Kerem sonrió con burla.

—No sé porque te sorprende, ese viejo siempre hizo cosas como esa —dictaminó Kerem.

Celeste frunció los labios, pero no respondió.

Mientras que Kerem apretó con fuerza la mandíbula. No era la "huérfana" como su madre la había nombrado, lo que le molestaba en sí. Era la idea de que su abuelo lo hubiese condicionado. Que le hubiese puesto una correa desde la tumba.

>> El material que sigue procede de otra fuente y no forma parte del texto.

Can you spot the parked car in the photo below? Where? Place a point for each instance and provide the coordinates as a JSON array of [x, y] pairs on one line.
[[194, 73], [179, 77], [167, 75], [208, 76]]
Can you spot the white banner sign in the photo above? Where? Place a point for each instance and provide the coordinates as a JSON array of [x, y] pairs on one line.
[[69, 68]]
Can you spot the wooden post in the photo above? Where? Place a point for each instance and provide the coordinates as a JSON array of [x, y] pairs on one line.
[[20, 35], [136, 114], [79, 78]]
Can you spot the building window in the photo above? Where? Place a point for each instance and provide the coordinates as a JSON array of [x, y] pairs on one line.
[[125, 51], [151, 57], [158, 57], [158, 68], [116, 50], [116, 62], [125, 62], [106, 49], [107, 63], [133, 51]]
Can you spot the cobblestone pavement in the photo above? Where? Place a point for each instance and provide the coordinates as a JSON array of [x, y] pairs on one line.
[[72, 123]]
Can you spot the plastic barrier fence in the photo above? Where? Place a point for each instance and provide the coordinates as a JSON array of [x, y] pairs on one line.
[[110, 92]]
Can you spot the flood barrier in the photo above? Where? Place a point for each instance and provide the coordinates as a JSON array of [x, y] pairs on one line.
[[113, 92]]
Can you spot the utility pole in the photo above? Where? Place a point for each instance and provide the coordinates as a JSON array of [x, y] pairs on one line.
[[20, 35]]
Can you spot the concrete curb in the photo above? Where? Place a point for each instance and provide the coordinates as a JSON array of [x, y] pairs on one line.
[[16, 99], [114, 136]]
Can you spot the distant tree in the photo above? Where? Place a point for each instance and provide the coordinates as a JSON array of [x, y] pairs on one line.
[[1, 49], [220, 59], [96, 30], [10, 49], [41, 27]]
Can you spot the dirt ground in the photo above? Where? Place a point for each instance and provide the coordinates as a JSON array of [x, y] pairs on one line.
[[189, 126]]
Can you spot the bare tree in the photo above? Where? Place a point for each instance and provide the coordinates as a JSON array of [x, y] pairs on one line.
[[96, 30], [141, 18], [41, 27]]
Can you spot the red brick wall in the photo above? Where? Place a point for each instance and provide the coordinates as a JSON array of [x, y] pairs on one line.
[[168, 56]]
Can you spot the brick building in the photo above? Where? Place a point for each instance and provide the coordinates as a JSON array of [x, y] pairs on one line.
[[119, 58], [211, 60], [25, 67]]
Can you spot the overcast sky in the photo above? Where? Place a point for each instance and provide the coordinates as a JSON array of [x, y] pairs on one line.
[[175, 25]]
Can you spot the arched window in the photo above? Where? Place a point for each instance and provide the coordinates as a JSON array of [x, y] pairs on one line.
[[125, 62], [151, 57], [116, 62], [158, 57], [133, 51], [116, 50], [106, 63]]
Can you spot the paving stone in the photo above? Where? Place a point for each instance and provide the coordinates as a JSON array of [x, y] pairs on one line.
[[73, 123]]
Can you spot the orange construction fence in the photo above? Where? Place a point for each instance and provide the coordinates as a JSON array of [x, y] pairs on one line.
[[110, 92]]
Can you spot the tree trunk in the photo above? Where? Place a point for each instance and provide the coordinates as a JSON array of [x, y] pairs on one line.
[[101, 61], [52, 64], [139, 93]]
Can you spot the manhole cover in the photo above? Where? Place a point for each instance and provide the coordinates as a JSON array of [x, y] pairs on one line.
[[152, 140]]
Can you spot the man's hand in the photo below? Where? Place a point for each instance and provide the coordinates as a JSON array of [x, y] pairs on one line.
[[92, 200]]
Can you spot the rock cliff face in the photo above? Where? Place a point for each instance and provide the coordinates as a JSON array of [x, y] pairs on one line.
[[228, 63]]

Pues solo heredaría la empresa que él mismo se encargó de mantener a flote desde hacía 7 años —cuando tenía 25– si cumplía con su absurda voluntad. Velar por Lena Vallier y dejarla vivir bajo su techo.

Celeste giró hacia una de las ventanas altas de la habitación, apartó una de las cortinas con sus dedos enguantados y miró hacia el camino de grava.

—El abogado Cavallari está por llegar. Viene con esa —soltó con rabia—¿Bajarás a recibirla? —preguntó arqueando una ceja.

Kerem elevó la barbilla. Sus ojos, de un azul cielo, casi cristalinos, parecieron oscurecerse.

—No pienso bajar. Recíbela tú, si te da la gana. La quiero lejos de mí.

Celeste se giró lentamente, observándolo con frialdad. A pesar de todo, era su hijo. Y seguía siendo el hombre arrogante de siempre, sólo que ahora lleno de un odio que lo devoraba desde adentro.

No obstante, sonrió para sus adentros, le agradaba la idea de que su hijo la despreciara aún sin conocerla.

Bajó sin decir una palabra más. Sus tacones golpearon la escalera con elegancia mientras se aproximaba al último escalón.

Desde la puerta principal, vio el auto negro que se acercaba por el sendero. Se acomodó el abrigo, se alisó el cabello y tomó aire.

Sus ojos brillaban con ese juicio silencioso que solía partir en dos a cualquiera.

Y mientras el auto se detenía frente a la entrada principal, Celeste Lancaster se preparó para recibir a Lena Vallier, la huérfana que su suegro había obligado a alojar bajo ese techo.